2023 has been quite the year where I have taken the bull too much by the horns and thought I could do things on my own, but it has taught me that there are times when you need to listen to the advice of others sometimes, including family that I have hid so long from my life because I never thought that they loved or understood me. Quite the opposite. Not only family, but there are so many out there that care about my well being and they know that they I can fight this upcoming challenge just as much as I any challenge that has been set forth in my life.
The change that is going to happen this week, even if I have magnified it, is better and small in nature. The fact that there have been friends who have been doing this for a long time and I have always had my sense of comfort behind me when they have had to endure the change. I always say that things happen for a reason and there has come a point when what has been there to make me comfortable for nearly two decades is no longer healthy or sufficient for me, therefore I too need to make the change.
Change is inevitable and scary, but just as my peers a decade ago have undertaken the change, I too have made the change, and I will learn and grown just as much as they have. It is what is needed for me to someday continue to be independent when something that has been there for way too long needs to be taken away. It can be hard to accept when you only have a short time to accept it, and it has been quite a week of trial and tribulations in the process, but I know that I can learn and grow from it. Maybe it is what I need to go to the next level in my life beyond where I have been for far too long and a possibility of having a solution out of where I am presently.
There has to be a time when we have to accept that we have to move on from what has been keeping us down and maybe this is the time and way that I have to accept that I have to move on, but I can never give up. That is the way that I am.

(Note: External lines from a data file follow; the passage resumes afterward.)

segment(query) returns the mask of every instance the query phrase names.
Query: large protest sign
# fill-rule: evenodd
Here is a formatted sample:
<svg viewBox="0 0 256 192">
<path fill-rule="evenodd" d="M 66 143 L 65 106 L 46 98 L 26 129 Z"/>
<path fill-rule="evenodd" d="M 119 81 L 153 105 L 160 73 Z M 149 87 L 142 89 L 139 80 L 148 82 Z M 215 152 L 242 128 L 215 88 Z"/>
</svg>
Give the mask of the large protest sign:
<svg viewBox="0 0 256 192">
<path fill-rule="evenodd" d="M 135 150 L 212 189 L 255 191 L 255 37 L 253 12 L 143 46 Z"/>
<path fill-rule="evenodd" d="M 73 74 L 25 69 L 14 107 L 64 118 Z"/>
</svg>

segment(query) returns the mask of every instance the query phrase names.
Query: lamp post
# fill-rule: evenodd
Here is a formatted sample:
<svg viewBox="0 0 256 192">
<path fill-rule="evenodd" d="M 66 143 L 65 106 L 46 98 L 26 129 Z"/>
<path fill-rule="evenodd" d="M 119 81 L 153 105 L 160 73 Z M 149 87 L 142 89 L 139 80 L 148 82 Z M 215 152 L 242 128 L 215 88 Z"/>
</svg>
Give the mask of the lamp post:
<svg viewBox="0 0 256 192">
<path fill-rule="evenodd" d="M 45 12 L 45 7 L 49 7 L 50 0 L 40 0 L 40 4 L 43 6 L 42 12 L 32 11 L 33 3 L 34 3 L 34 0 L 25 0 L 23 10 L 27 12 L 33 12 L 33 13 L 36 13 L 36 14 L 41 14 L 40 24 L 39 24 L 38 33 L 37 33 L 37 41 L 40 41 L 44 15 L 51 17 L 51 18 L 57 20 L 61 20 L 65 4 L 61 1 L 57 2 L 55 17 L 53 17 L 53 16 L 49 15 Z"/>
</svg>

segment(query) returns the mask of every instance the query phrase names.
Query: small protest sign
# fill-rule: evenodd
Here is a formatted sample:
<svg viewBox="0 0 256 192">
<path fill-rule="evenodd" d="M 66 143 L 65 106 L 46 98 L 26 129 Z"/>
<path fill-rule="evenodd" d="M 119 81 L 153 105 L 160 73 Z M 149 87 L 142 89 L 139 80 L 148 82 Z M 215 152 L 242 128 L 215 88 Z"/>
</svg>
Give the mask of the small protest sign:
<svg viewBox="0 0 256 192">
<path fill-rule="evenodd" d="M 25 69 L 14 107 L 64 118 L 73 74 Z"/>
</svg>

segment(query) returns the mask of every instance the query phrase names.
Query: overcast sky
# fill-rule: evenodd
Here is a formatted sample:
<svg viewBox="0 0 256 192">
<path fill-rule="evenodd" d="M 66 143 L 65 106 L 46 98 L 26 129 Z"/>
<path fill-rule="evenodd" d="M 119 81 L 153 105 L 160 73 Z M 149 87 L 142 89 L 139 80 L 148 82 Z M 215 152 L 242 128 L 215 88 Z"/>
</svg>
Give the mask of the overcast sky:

I am fierce and reverent and life and there are times when I have felt weak in the process, but I have to realize that it is part of what is to be considered when making any big change that is new and scary, but in the end I need to be strong and fierce for those that are cheering me along the way, I have made it this far, there is no use in giving up now, I have fought too hard and I need to hold down to what I have promised all my cheerleaders and supporters by not giving up.